Deuzio, je me méfie de mes certitudes. Parce que la réalité est complexe et que ce qui était vrai hier peut tout aussi bien se révéler faux demain. Je me donne le droit de me tromper et, surtout, de changer d’opinion plutôt que de m’enfoncer tête baissée dans l’erreur, par orgueil ou aveuglement idéologique.

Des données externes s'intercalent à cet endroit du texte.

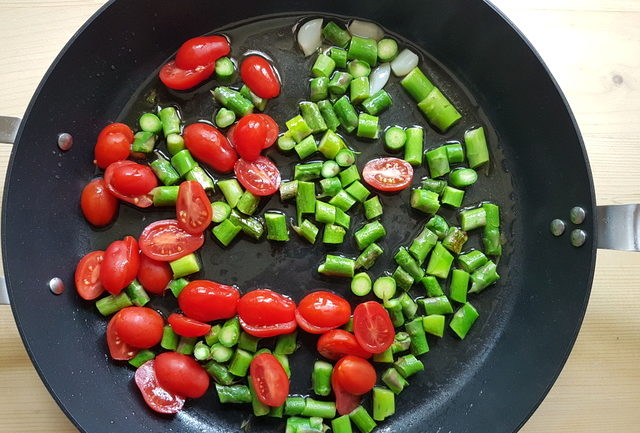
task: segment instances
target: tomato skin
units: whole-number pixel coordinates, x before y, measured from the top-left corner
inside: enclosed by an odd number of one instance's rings
[[[214,63],[231,51],[224,36],[200,36],[183,43],[176,54],[176,65],[181,69],[195,69]]]
[[[117,295],[127,287],[138,274],[140,253],[135,238],[112,242],[104,252],[100,267],[100,281],[105,290]]]
[[[322,334],[344,325],[351,317],[351,306],[346,299],[323,290],[309,293],[296,309],[298,325],[312,334]]]
[[[149,166],[119,165],[114,168],[111,186],[124,195],[143,195],[158,186],[158,179]]]
[[[145,362],[136,369],[135,381],[142,398],[158,413],[177,413],[184,406],[184,397],[163,389],[156,377],[155,360]]]
[[[275,98],[280,94],[280,80],[271,63],[264,57],[245,57],[240,64],[240,77],[261,98]]]
[[[132,141],[120,132],[100,134],[93,151],[95,164],[105,169],[114,162],[127,159],[131,143]]]
[[[161,387],[185,397],[202,397],[209,388],[209,375],[190,356],[164,352],[155,358],[156,376]]]
[[[291,299],[268,289],[257,289],[238,301],[242,329],[256,337],[272,337],[292,332],[296,304]]]
[[[140,250],[150,259],[170,262],[196,251],[204,244],[204,235],[194,236],[178,226],[177,220],[149,224],[140,234]]]
[[[331,373],[342,389],[354,395],[363,395],[376,384],[376,370],[369,361],[357,356],[347,355],[341,358]]]
[[[375,301],[363,302],[356,307],[353,334],[360,346],[371,353],[387,350],[396,335],[389,313]]]
[[[104,251],[92,251],[85,255],[76,266],[75,282],[78,295],[92,301],[104,292],[100,282],[100,268],[104,260]]]
[[[115,330],[122,341],[137,349],[148,349],[162,340],[164,320],[147,307],[126,307],[114,316]]]
[[[162,295],[173,278],[173,272],[167,262],[153,260],[141,254],[137,278],[147,292]]]
[[[347,355],[355,355],[365,359],[371,357],[371,353],[360,346],[356,337],[344,329],[332,329],[322,334],[316,348],[320,355],[333,361]]]
[[[193,156],[215,171],[229,173],[238,154],[218,129],[206,123],[192,123],[184,129],[184,144]]]
[[[252,194],[263,197],[280,188],[280,170],[267,157],[260,156],[255,161],[239,159],[233,171],[242,186]]]
[[[109,192],[103,179],[96,179],[82,190],[80,208],[89,224],[102,227],[115,218],[118,200]]]
[[[109,164],[109,166],[107,167],[107,169],[104,171],[104,183],[107,185],[107,189],[109,190],[109,192],[111,194],[114,195],[114,197],[122,200],[122,201],[126,201],[127,203],[131,203],[134,204],[138,207],[141,208],[145,208],[145,207],[149,207],[153,204],[153,197],[150,194],[150,191],[147,191],[147,193],[144,194],[139,194],[139,195],[128,195],[128,194],[124,194],[123,192],[119,191],[114,185],[113,185],[113,178],[114,175],[116,174],[116,172],[120,171],[120,170],[125,170],[125,169],[129,169],[132,166],[138,166],[140,164],[136,164],[133,161],[116,161],[112,164]],[[155,179],[155,175],[154,175],[154,179]],[[146,186],[145,188],[149,187],[150,184],[149,183],[144,183]],[[157,180],[156,180],[156,185],[157,185]],[[143,188],[141,188],[143,189]]]
[[[270,353],[255,356],[249,374],[258,400],[271,407],[284,404],[289,395],[289,378],[275,356]]]
[[[197,66],[193,69],[182,69],[174,60],[160,69],[160,81],[173,90],[187,90],[197,86],[213,74],[215,64]]]
[[[118,318],[113,316],[107,325],[107,346],[109,355],[116,361],[128,361],[138,354],[138,349],[122,341],[116,330]]]
[[[211,331],[211,325],[193,320],[183,314],[173,313],[167,322],[176,334],[183,337],[202,337]]]
[[[362,177],[377,190],[399,191],[411,184],[413,167],[399,158],[376,158],[364,166]]]
[[[207,193],[195,180],[187,180],[180,184],[176,201],[178,226],[192,235],[198,235],[211,224],[211,202]]]
[[[192,319],[211,322],[235,316],[239,299],[240,292],[235,287],[194,280],[178,295],[178,305]]]

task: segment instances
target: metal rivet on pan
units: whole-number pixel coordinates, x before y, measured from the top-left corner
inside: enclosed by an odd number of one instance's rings
[[[58,134],[58,147],[60,150],[69,150],[71,146],[73,146],[73,137],[71,134],[67,134],[66,132]]]
[[[564,233],[566,224],[561,219],[556,218],[553,221],[551,221],[550,228],[551,228],[551,233],[554,236],[560,236],[562,233]]]
[[[64,292],[64,283],[60,278],[53,277],[49,280],[49,290],[51,290],[51,293],[54,295],[61,295],[62,292]]]
[[[571,219],[571,222],[574,224],[582,224],[585,216],[586,212],[580,206],[571,208],[571,211],[569,211],[569,219]]]
[[[574,247],[581,247],[587,240],[587,233],[581,229],[575,229],[571,231],[571,245]]]

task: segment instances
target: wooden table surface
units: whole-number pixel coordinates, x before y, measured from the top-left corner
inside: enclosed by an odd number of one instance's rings
[[[533,43],[569,100],[598,204],[640,202],[640,1],[494,3]],[[54,57],[102,4],[0,0],[1,114],[23,115]],[[0,144],[2,178],[10,150]],[[598,251],[577,343],[522,432],[640,431],[639,265],[638,253]],[[76,431],[33,369],[8,306],[0,306],[0,431]]]

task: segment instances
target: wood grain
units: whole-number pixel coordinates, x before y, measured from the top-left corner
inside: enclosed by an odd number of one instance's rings
[[[24,113],[57,53],[102,3],[0,0],[2,114]],[[640,202],[640,2],[494,4],[533,43],[565,92],[587,147],[598,204]],[[2,177],[9,152],[9,145],[0,145]],[[639,265],[640,254],[598,252],[576,345],[522,432],[638,431]],[[6,306],[0,306],[0,425],[12,433],[77,431],[35,373]]]

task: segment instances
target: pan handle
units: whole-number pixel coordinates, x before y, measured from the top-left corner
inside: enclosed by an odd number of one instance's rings
[[[640,204],[598,206],[598,248],[640,251]]]
[[[22,119],[19,117],[0,116],[0,143],[13,144]],[[0,276],[0,305],[9,305],[9,293],[4,276]]]

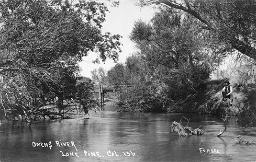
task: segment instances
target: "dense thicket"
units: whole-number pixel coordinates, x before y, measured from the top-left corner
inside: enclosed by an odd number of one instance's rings
[[[166,7],[150,23],[136,22],[130,37],[140,52],[127,59],[119,74],[129,79],[124,79],[130,86],[123,91],[123,103],[137,111],[173,111],[198,92],[218,61],[204,32],[189,15]]]
[[[78,82],[77,63],[92,51],[98,60],[117,60],[120,36],[101,31],[107,11],[86,1],[1,1],[1,115],[31,121],[56,99],[61,107],[94,105],[91,84]]]

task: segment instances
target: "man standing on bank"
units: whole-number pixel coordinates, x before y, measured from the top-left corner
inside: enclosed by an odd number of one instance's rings
[[[222,101],[225,101],[228,99],[230,99],[230,106],[232,106],[232,102],[233,102],[233,89],[232,87],[229,85],[230,83],[228,80],[225,82],[225,86],[221,90],[221,94],[222,98]]]

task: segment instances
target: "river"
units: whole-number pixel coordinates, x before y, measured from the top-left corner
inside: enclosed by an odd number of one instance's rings
[[[235,118],[224,129],[221,120],[194,114],[117,112],[107,108],[90,116],[40,121],[31,129],[0,126],[1,161],[256,161],[256,145],[235,144],[243,135]],[[179,137],[170,125],[183,115],[189,126],[206,131],[201,136]],[[88,118],[89,119],[88,119]],[[182,120],[183,124],[186,120]]]

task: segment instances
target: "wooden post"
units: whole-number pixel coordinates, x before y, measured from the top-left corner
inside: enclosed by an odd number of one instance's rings
[[[102,92],[101,92],[101,86],[99,84],[99,82],[98,83],[98,99],[101,101],[101,107],[102,106]]]

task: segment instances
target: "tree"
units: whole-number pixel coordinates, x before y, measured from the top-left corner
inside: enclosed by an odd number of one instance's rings
[[[107,72],[107,79],[110,84],[114,85],[115,88],[118,88],[128,83],[125,75],[125,65],[117,63]]]
[[[222,53],[235,49],[256,59],[256,4],[253,0],[140,0],[141,6],[162,5],[190,14],[214,38]]]
[[[97,70],[94,68],[91,72],[92,73],[92,78],[95,82],[104,82],[106,81],[106,74],[104,69],[100,67]]]
[[[90,51],[116,61],[120,36],[101,31],[107,11],[86,1],[1,1],[1,114],[31,119],[55,97],[77,94],[77,63]]]
[[[212,49],[205,43],[203,30],[189,16],[163,7],[151,24],[136,22],[130,38],[140,50],[152,80],[169,98],[184,99],[208,78],[217,61],[208,53]]]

Cela dit, il y a mille manières de contribuer à la société et au moins cent professions qui m’apparaissent nettement plus utiles que la mienne. Malgré tout, je reste convaincue que la majorité des préposées aux bénéficiaires, des enseignantes, des infirmières et même des politiciennes se lèvent le matin avec l’exacte même volonté de contribuer à construire quelque chose de plus grand que soi, de beau et de bon, quelque chose qui s’apparente à l’idée que l’on se fait du bien commun.

Morosité

Sur les réseaux sociaux aussi, les esprits s’échauffent, la mèche est courte et l’invective n’est jamais bien loin. Par exemple, sur ma page Facebook professionnelle, un homme s’est mis à publier des gifs animés hostiles et des commentaires à l’effet qu’avec mes «jérémiades infantilisantes, j’incarnais le syndrome de la victimite aiguë» (je résume).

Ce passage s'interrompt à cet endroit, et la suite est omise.